Suppose there is a strong linear relationship between women’s heights and their weights, with a regression equation given below: \[ \text{Weight} = -442.882 + 9.029 \text{ Height} \] What weight does this equation predict for a woman who is 36 inches tall?

Substitute 36 into Height in the equation: \[ \text{Weight} = -442.882 + 9.029 \times 36 = -117.838 \text{ lb} \] This is not possible because a person cannot have a negative weight.

TipExample 6.

Suppose the data on a car’s age and its predicted monetary value produces a correlation coefficient of \(r = −0.778\). Compute and interpret the coefficient of determination.

Recall that the coefficient of determination is defined as \(r^2\), where \(r\) is the correlation coefficient. Therefore, \[ r^2 = (-0.778)^2 = 0.605284 \approx 60.53\% \] This means that approximately 60.53% of the variation in the dependent variable can be explained by the independent variable.

Chapter 4 Quick Review

TipQuestion 1.

The scatterplot below shows what type of relationship between the number of runs scored and the number of hits for a group of baseball players?

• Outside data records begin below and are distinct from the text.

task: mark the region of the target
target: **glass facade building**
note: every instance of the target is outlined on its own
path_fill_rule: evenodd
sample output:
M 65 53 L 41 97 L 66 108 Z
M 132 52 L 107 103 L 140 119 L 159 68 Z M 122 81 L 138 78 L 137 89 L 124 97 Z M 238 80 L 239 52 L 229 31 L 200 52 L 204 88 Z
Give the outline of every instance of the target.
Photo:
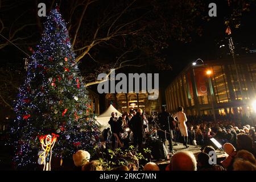
M 140 92 L 139 93 L 108 93 L 105 95 L 105 106 L 110 104 L 121 113 L 131 113 L 138 109 L 142 109 L 147 115 L 154 115 L 160 110 L 160 95 L 158 99 L 148 100 L 148 93 Z
M 188 65 L 165 90 L 168 110 L 175 113 L 182 106 L 188 115 L 251 114 L 256 98 L 256 57 L 237 57 L 236 63 L 223 59 Z

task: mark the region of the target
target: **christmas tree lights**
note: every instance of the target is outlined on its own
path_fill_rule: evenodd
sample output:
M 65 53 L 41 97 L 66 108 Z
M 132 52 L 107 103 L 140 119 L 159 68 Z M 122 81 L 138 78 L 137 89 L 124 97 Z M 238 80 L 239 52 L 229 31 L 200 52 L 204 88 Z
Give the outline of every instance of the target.
M 99 129 L 79 75 L 66 24 L 58 9 L 44 23 L 42 40 L 31 56 L 24 85 L 14 110 L 18 166 L 36 164 L 42 148 L 40 136 L 59 135 L 53 155 L 72 159 L 79 149 L 90 151 L 97 144 Z

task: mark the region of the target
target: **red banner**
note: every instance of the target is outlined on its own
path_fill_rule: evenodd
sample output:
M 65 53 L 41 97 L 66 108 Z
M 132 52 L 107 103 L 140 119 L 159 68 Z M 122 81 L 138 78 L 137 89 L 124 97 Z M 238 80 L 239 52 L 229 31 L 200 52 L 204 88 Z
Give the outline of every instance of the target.
M 206 83 L 207 77 L 205 73 L 205 68 L 195 68 L 194 72 L 197 96 L 203 96 L 207 94 Z
M 188 84 L 188 98 L 189 99 L 193 98 L 193 88 L 192 85 L 192 81 L 191 81 L 191 76 L 189 72 L 188 72 L 187 75 L 187 82 Z

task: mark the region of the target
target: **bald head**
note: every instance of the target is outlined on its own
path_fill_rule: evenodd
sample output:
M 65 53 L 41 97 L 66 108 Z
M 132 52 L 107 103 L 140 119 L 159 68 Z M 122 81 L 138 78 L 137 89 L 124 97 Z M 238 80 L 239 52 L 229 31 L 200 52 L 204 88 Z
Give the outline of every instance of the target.
M 160 169 L 156 163 L 148 163 L 144 166 L 143 171 L 160 171 Z
M 196 159 L 194 155 L 182 151 L 174 155 L 171 161 L 171 171 L 196 171 Z
M 141 115 L 142 114 L 142 113 L 143 113 L 142 109 L 138 109 L 137 110 L 137 113 L 139 113 L 141 114 Z

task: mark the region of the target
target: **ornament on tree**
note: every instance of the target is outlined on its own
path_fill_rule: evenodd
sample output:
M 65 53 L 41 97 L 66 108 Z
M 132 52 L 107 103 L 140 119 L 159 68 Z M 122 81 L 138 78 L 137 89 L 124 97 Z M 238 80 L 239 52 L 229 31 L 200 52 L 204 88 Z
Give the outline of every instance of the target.
M 75 96 L 74 99 L 77 101 L 78 101 L 78 97 L 77 96 Z
M 76 82 L 77 83 L 76 86 L 77 86 L 77 88 L 80 89 L 80 83 L 79 82 L 79 78 L 76 78 Z
M 68 109 L 65 109 L 64 111 L 62 113 L 62 116 L 64 117 L 65 114 L 66 114 L 67 111 L 68 111 Z
M 27 121 L 27 119 L 28 119 L 28 118 L 30 118 L 30 117 L 31 117 L 30 114 L 24 115 L 23 115 L 23 119 L 26 119 Z
M 78 147 L 79 146 L 80 146 L 81 144 L 81 142 L 74 142 L 73 143 L 73 144 L 75 146 L 75 147 Z
M 53 59 L 52 58 L 52 57 L 49 57 L 49 61 L 50 61 L 51 62 L 52 62 L 53 60 Z
M 69 69 L 68 68 L 65 68 L 65 67 L 64 67 L 64 71 L 65 72 L 70 72 Z
M 43 171 L 51 171 L 52 148 L 57 140 L 57 137 L 59 136 L 54 133 L 52 133 L 52 135 L 46 135 L 39 138 L 43 151 L 39 152 L 39 162 L 40 162 L 40 164 L 44 164 Z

There is a moderately strong, positive linear relation between the number of runs scored and the number of hits.

TipQuestion 2.

There is a negative association between the percentage of smoke-free homes and the percentage of high school students who smoke. This means what exactly?

This means that as the percentage of smoke-free homes increases, the percentage of high schoolers who smoke tends to decrease.

TipQuestion 3.

For a certain group of cars, there is a strong association between the city and the highway mileage that can be described by the following regression equation: \[ \text{Predict Hwy MPG} = 8.25 + 0.87 \text{ City MPG} \] Interpret the slope.

The slope in this instance is \(m = 0.87\). This meant that for every additional one mile per gallon in city mileage, the predicted highway mileage increases by 0.87.

TipQuestion 4.

Which of the following values of correlation coefficient indicates the strongest association between two variables? Why? \[ 0.32, \; 0.62, \; 0.78, \; -0.98 \]

The correlation coefficient \(r\) indicates the strength of the association between two variables; the closer \(r\) is to either \(+1\) or \(-1\), the stronger the relationship. In this case, \(r = -0.98\).

TipQuestion 5.

When doing a regression analysis on a data set, which of the following remain the same no matter which variable is chosen for \(x\) and which is chosen for \(y\)?

  1. The \(x\)-intercept of the regression equation
  2. The slope of the regression equation
  3. The correlation coefficient
  4. All of the above

The correct answer is c. The only value in linear regression that is invariant to the order of the variables is the correlation coefficient (\(r\)).